Lar de Viana do Castelo em quarentena voluntária: "É uma medida para evitar o flagelo"

Lar de Viana do Castelo em quarentena voluntária: "É uma medida para evitar o flagelo"

O lar do Centro Social e Paroquial de Lanheses em Viana do Castelo está há seis dias dias em quarentena voluntária para a proteção de 34 idosos. Uma equipa de dez profissionais abraçaram o isolamento como medida para evitar "o flagelo", que atinge lares em vários países. Para 6 de abril está prevista a entrada de uma nova equipa.

"Este tipo de práticas já devia ter acontecido há muito tempo. Podia-se ter-se evitado este flagelo que está a atingir muitos lares", afirma Vasco Araújo, diretor executivo da instituição, que também está de quarentena e apela "ao contágio" desta medida para outros lares em Portugal. "É o melhor que podemos fazer para preservar este tipo de comunidades. Cada minuto que deixamos passar é mais um idoso que colocamos em risco. Isto é uma luta entre preservar a vida e deixar que a morte acabe por entrar", diz.

A primeira equipa que começou a quarentena no dia 23 de março, inclui além do diretor, que é psicólogo, a assistente social, a cozinheira, o enfermeiro e os auxiliares de ação direta e de serviços gerais. "O ambiente aqui é fabuloso. Nunca funcionamos tão bem do ponto de vista organizacional. Estamos todos muito motivados.
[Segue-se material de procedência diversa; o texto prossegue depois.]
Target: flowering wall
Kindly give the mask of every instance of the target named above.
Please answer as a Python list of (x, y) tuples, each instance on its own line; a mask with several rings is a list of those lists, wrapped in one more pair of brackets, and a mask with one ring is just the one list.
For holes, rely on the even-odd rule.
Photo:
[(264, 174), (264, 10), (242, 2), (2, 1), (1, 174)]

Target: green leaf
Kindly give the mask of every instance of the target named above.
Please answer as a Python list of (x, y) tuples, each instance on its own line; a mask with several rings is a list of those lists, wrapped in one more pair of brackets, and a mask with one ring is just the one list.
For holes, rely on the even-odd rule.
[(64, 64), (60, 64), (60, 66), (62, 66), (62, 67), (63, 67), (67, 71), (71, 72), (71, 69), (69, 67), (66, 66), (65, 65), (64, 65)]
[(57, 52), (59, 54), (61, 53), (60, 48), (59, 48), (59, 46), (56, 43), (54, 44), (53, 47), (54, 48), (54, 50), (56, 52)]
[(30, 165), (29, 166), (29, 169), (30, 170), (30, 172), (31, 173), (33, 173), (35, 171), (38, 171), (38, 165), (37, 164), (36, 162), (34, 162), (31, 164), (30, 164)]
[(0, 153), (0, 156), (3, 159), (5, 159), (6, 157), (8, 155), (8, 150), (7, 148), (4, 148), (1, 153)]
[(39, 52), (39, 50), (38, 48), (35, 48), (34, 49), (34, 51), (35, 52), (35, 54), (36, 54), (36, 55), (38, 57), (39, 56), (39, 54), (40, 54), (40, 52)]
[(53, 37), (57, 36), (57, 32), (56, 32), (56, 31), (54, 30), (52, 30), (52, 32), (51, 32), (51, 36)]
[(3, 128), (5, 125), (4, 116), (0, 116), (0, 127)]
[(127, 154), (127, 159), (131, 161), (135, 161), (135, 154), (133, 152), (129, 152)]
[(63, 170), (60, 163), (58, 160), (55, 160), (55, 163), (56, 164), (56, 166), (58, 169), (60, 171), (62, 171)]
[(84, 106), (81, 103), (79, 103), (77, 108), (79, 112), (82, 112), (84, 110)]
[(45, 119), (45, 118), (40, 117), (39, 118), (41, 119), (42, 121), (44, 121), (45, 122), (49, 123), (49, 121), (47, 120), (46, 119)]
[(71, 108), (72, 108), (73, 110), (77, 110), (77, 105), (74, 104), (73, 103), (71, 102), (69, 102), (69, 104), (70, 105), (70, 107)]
Há uma entreajuda muito grande, o que facilita tudo aqui dentro", afirma Vasco Araújo, referindo que no lar acabaram também por "adotar um espírito de comunidade e chamar os utentes mais funcionais a participar nas tarefas".

Com uma capacidade instalada de internamento de 30 utentes, o lar de Lanheses acolheu mais quatro que estavam em centro de dia e apoio domiciliário, e que acabariam, nesta fase de pandemia, por ficar sem resposta. No próximo "turno", que começa dentro de duas semanas, a nova equipa incluirá uma enfermeira voluntária. "Se fizer falta um terceiro período voltará o grupo que está atualmente. Esta quarentena vai durar enquanto pudermos e tivermos energia", garante Vasco Araújo, concluindo: "A pergunta que se nos colocou quando isto começou foi: como é que vamos estar com a nossa consciência quando tudo isto passar? Fizemos tudo o que estava ao nosso alcance?".